The extensive research in this important area was summarized in a 2011 policy brief authored by Craig Howley, Jerry Johnson, and Jennifer Petrie and published by the National Education Policy Center. That 2011 brief concluded that, while the merits of consolidation should be examined on a case-by-case basis (a position also adopted by the CAP report), consolidations are “unlikely to be a reliable way to obtain substantive fiscal or educational improvement.”

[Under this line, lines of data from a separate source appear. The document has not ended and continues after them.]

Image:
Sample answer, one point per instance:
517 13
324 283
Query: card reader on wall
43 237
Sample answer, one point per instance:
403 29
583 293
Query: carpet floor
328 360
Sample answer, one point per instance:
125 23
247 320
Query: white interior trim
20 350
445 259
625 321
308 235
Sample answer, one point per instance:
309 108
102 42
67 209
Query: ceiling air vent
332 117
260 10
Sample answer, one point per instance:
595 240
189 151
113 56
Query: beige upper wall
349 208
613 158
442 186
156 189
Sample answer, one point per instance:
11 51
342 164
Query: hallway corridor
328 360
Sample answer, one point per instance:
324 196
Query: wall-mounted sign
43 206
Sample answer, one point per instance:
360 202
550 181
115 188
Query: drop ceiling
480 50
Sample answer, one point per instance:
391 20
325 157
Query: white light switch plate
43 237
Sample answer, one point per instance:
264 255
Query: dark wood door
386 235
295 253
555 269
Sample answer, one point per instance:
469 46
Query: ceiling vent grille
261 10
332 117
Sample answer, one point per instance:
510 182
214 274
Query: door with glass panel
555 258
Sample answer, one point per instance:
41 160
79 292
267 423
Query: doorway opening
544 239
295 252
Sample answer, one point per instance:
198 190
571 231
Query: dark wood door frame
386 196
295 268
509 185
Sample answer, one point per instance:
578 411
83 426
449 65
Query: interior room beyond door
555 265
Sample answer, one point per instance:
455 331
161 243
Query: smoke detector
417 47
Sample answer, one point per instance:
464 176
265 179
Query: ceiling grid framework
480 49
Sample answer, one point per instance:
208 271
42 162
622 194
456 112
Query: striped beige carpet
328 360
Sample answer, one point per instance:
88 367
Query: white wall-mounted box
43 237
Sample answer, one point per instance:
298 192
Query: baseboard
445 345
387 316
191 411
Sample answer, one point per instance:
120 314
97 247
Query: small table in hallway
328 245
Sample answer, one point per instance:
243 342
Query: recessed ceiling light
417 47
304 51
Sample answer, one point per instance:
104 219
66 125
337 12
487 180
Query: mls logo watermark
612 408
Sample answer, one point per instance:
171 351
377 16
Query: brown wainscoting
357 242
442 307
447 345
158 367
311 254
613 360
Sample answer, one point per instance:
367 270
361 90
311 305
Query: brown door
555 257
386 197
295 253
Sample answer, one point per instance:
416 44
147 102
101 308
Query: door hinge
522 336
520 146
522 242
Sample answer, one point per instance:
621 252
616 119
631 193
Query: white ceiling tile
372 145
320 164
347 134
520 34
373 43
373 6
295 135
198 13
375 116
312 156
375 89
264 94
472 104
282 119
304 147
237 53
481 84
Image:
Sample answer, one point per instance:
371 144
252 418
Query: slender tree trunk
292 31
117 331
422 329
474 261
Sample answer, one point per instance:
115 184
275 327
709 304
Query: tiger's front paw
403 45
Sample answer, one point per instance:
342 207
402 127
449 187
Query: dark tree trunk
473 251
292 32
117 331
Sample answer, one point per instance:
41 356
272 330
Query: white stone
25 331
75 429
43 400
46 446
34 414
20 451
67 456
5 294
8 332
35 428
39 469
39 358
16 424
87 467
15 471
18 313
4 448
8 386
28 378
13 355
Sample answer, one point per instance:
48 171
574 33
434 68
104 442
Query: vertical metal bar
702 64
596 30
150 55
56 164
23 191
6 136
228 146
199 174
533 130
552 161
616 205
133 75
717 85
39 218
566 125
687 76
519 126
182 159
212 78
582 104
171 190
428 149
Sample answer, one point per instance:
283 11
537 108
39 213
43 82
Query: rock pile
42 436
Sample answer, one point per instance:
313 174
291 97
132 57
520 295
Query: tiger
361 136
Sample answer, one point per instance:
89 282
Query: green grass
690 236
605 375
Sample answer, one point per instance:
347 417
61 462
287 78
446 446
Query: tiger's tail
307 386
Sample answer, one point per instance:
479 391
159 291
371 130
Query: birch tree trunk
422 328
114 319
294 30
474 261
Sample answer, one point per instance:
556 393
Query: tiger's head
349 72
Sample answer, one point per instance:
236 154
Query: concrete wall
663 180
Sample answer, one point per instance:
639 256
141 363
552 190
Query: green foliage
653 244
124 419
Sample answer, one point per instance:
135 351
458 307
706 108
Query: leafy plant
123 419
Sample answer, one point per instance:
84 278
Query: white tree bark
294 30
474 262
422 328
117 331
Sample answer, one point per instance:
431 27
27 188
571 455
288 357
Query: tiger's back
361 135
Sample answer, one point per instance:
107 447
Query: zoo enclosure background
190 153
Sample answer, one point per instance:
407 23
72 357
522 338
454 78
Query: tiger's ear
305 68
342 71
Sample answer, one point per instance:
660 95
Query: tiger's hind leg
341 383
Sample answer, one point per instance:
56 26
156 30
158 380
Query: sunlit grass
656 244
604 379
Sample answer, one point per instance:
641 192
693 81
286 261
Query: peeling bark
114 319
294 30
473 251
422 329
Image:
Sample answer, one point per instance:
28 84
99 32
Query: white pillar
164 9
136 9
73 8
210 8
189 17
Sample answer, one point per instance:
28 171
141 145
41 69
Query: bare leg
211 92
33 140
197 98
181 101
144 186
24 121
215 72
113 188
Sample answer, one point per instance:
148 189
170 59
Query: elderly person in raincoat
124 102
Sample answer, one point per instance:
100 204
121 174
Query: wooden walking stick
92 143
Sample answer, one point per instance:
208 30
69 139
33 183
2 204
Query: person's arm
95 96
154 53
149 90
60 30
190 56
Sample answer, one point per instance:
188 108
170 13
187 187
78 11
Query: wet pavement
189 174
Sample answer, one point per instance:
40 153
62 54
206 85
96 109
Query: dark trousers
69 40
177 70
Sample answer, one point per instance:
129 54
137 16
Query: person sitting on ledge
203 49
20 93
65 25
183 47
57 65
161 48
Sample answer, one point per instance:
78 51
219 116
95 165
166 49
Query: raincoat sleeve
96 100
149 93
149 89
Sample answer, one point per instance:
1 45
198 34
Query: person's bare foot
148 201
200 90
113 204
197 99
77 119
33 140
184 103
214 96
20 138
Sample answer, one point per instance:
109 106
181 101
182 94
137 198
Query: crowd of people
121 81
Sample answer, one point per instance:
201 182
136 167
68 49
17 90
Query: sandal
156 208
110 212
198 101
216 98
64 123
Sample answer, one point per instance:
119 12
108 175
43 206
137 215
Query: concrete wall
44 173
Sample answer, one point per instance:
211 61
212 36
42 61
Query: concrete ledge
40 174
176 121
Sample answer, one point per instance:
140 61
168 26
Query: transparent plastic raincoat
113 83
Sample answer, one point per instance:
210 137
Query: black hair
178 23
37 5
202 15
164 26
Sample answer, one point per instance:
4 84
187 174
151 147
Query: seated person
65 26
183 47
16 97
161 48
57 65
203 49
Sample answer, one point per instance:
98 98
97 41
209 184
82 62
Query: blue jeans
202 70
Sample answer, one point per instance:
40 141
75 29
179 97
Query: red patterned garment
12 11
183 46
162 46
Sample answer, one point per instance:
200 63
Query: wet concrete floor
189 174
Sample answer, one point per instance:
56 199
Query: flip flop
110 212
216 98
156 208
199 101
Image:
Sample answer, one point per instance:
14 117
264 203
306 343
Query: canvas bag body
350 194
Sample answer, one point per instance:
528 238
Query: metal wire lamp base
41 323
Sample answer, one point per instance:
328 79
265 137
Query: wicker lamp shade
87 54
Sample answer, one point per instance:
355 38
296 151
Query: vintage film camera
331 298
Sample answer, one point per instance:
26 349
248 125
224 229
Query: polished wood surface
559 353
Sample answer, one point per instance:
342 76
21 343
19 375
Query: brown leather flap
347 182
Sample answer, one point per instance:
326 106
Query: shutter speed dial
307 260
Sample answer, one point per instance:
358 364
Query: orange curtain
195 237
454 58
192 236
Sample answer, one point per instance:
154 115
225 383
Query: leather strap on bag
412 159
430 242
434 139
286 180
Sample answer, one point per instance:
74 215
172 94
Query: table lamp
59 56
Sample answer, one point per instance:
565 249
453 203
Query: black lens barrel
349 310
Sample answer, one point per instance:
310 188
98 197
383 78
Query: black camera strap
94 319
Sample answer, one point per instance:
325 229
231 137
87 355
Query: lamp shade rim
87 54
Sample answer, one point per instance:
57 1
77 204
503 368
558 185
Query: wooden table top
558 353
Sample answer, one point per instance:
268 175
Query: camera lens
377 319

Since the beginning of the Great Recession in 2008, many states have proposed eliminating school districts as a way of realizing savings. However, past waves of consolidations have already captured most potential efficiency and educational gains, so further systemic consolidation could prove counter-productive. For instance, decades of cost analyses demonstrate a U-shaped relationship between district size and costs, with inefficiencies in large districts as well as small districts. The CAP report, however, ignores the source of most of the size-related inefficiencies which are found in very large school districts (mostly in metropolitan areas) rather than in very small districts. Although very small districts are numerous, they enroll far fewer students, so any savings will be quite limited. In very large districts, inefficiencies can pack a much stronger punch.

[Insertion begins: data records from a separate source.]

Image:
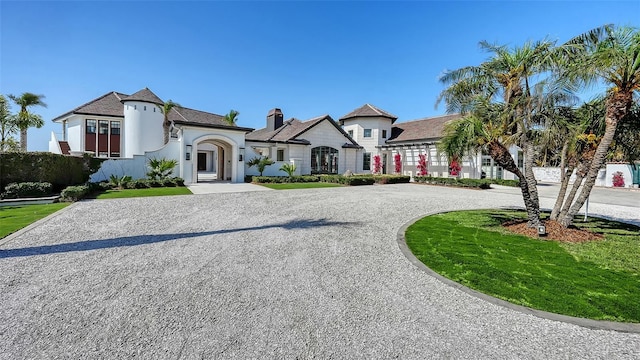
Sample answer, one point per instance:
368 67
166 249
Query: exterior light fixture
542 231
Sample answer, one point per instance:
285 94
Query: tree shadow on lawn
150 239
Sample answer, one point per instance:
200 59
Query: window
103 127
91 126
115 128
324 160
366 161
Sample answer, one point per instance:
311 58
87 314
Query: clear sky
307 58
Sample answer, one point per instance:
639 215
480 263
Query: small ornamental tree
397 161
454 167
377 165
261 163
422 165
618 179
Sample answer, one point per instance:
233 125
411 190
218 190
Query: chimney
275 118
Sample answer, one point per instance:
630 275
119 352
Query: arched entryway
213 159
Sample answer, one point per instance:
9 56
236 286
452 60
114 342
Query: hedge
468 183
27 190
59 170
392 179
284 179
75 193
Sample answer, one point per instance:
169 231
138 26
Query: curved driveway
276 274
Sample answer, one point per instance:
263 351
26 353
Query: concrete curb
588 323
28 228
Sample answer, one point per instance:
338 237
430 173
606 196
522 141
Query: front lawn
127 193
14 218
596 279
289 186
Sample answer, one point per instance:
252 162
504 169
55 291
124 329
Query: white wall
323 134
54 145
136 167
142 129
196 136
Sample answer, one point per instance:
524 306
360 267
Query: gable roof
106 105
368 110
422 129
292 129
145 95
186 116
110 104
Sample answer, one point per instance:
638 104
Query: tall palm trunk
166 126
23 140
565 176
502 157
618 106
530 178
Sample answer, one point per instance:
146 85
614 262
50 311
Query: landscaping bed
596 278
353 180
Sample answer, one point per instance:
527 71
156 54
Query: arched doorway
213 159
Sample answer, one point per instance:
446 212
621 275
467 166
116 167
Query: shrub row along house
128 131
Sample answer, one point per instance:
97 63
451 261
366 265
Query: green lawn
127 193
14 218
596 280
289 186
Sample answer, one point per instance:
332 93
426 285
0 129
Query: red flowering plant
454 167
422 165
397 161
618 179
377 165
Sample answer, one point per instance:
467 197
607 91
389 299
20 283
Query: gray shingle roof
110 104
292 129
186 116
420 130
145 95
106 105
368 110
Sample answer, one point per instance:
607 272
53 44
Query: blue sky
307 58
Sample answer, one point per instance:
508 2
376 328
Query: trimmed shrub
513 183
467 183
168 182
27 190
392 179
284 179
59 170
178 181
74 193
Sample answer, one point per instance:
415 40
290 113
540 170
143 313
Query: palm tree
232 117
260 162
25 119
7 127
166 124
610 55
501 85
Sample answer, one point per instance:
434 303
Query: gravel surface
277 274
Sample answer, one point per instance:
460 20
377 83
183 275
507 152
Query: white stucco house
127 131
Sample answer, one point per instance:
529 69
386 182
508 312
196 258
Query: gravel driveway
278 274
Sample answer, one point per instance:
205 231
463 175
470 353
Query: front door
202 161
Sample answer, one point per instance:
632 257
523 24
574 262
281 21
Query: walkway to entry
214 187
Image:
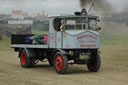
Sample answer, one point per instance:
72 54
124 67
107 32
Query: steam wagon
72 39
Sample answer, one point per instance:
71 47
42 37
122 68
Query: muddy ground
114 69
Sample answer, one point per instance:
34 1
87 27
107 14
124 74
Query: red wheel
25 60
60 63
95 63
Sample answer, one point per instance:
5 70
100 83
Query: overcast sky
51 6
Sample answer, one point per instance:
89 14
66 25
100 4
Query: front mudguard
30 52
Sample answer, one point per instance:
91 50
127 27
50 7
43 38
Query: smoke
102 7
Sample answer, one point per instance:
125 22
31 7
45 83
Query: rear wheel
94 63
26 61
50 60
60 63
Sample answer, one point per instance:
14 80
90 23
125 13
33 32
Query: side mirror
62 27
98 28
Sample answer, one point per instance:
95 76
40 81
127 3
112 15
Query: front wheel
94 63
60 63
26 61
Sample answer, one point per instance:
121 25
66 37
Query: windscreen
80 24
76 24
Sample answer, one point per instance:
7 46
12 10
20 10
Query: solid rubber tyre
51 62
25 60
60 63
94 63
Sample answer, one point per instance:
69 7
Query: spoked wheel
26 61
94 63
50 60
60 63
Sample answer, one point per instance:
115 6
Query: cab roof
74 16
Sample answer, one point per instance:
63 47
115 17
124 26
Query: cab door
59 39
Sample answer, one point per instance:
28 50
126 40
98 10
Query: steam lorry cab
70 40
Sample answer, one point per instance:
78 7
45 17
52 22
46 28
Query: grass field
114 69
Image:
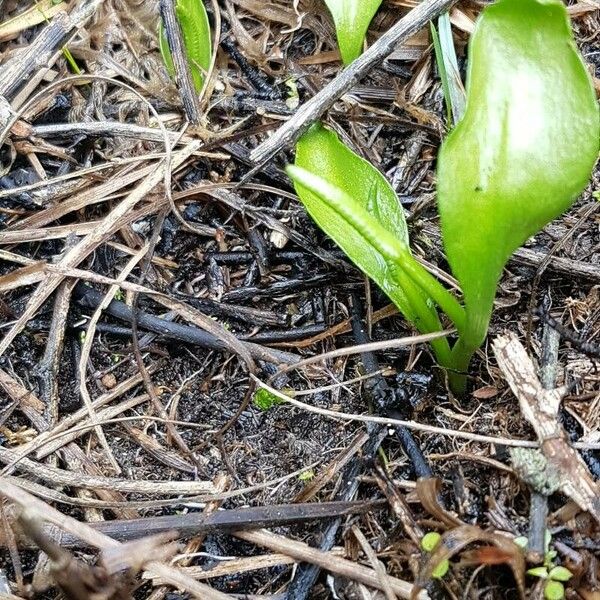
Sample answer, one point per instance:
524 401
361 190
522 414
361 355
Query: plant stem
428 320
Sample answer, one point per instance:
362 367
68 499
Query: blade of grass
445 55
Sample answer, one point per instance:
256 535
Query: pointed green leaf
352 18
357 207
560 574
195 27
524 149
430 541
554 590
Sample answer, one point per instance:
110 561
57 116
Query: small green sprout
429 543
352 18
307 475
554 576
265 400
195 27
520 156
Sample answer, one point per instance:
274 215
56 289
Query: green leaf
195 27
265 400
560 574
554 590
540 572
352 18
357 207
524 149
320 152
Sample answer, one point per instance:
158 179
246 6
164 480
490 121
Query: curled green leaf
523 151
357 207
560 574
352 18
195 28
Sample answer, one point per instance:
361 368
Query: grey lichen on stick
540 407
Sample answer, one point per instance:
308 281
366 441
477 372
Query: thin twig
310 112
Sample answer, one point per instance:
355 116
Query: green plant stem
434 289
428 320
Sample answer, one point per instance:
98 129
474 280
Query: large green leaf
357 207
352 18
195 27
524 149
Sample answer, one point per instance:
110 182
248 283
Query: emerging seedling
519 158
429 543
352 18
195 28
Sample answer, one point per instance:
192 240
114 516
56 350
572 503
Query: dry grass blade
109 225
171 575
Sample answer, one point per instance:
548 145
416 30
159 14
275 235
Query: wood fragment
540 408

The use of related research is haphazard at best. Of the 52 endnotes in the CAP report, only five may reasonably be considered as citing accepted scholarship. The report does cite the work of one important and well-regarded research team, but it misuses that work by ignoring substantial evidence that smaller schools and districts improve the achievement prospects in impoverished places, rural and urban.

Sound use of research may also have saved the report from its frequent use of general, ungrounded appeals to the education of children. Data exist about the relationship of school and district consolidations to achievement, graduation rates and children in poverty. The omission of solid research on these topics is a fundamental oversight.

Moreover, even if CAP’s hypothesized savings (“as much as $1 billion”) for small districts were realized, they would be less than one-fifth of one percent of education spending. This is not surprising. As the report notes, “. . . central administration is typically less than two percent of budgets” (p. 10) – there is only minimal potential for greater efficiency at the central office level.

How did the report conclude that (nationwide) consolidating of small districts would likely yield “savings” of $1 billion? As explained below, the study’s methodological flaws mean that the projection is likely an overestimate, perhaps a large one.

One key problem is that the report calculates savings for all states based on estimates of what it would cost for a district of 1,000 students to meet standards. That is, the study’s national projections are extrapolated from calculations based not on actual spending, but instead on estimates of costs that represent a level of spending thought necessary for students to meet standards. The estimates of such costs came from educational adequacy studies conducted in just four states: Connecticut, Kansas, Montana, and Pennsylvania. Use of these estimates to judge efficiency in all 50 states is unsound.

First, these are estimates of hypothetical and idealized expenditures (rather than real expenditures). The "reality" being studied, in other words, doesn’t really exist. More particularly, cost-estimates produced by adequacy studies average 25% to 30% higher than actual spending, reflecting the nation’s pervasive under-investment in education.

Second, the US does not have a national system, but 50+ state and territorial systems. The norms of funding and expenditure in each of these systems varies widely. Constructing a national standard using small professional judgment panels from four states cannot result in a sensible national estimate. The report’s projections of cost-savings are at best conjectural.

The report is also hampered by vague claims such as “researchers have known that size matters” and “schools must reform school management systems.” Similarly, statements that one size does not fit all, that dollars must be well-spent, and that certain support systems can be regionalized are laudable (and are often already reflective of practice) and would probably be broadly supported. Yet the lack of specificity reduces these conclusions to aphorisms. The report also fails to recognize or account for the extensive regionalization of any number of fiscal and pedagogical support systems that already exist.

In the end, the new report adds nothing to our knowledge and provides little guidance to policymakers. Indeed, it could mislead them into investing in proposals that have trifling economic or educational benefits.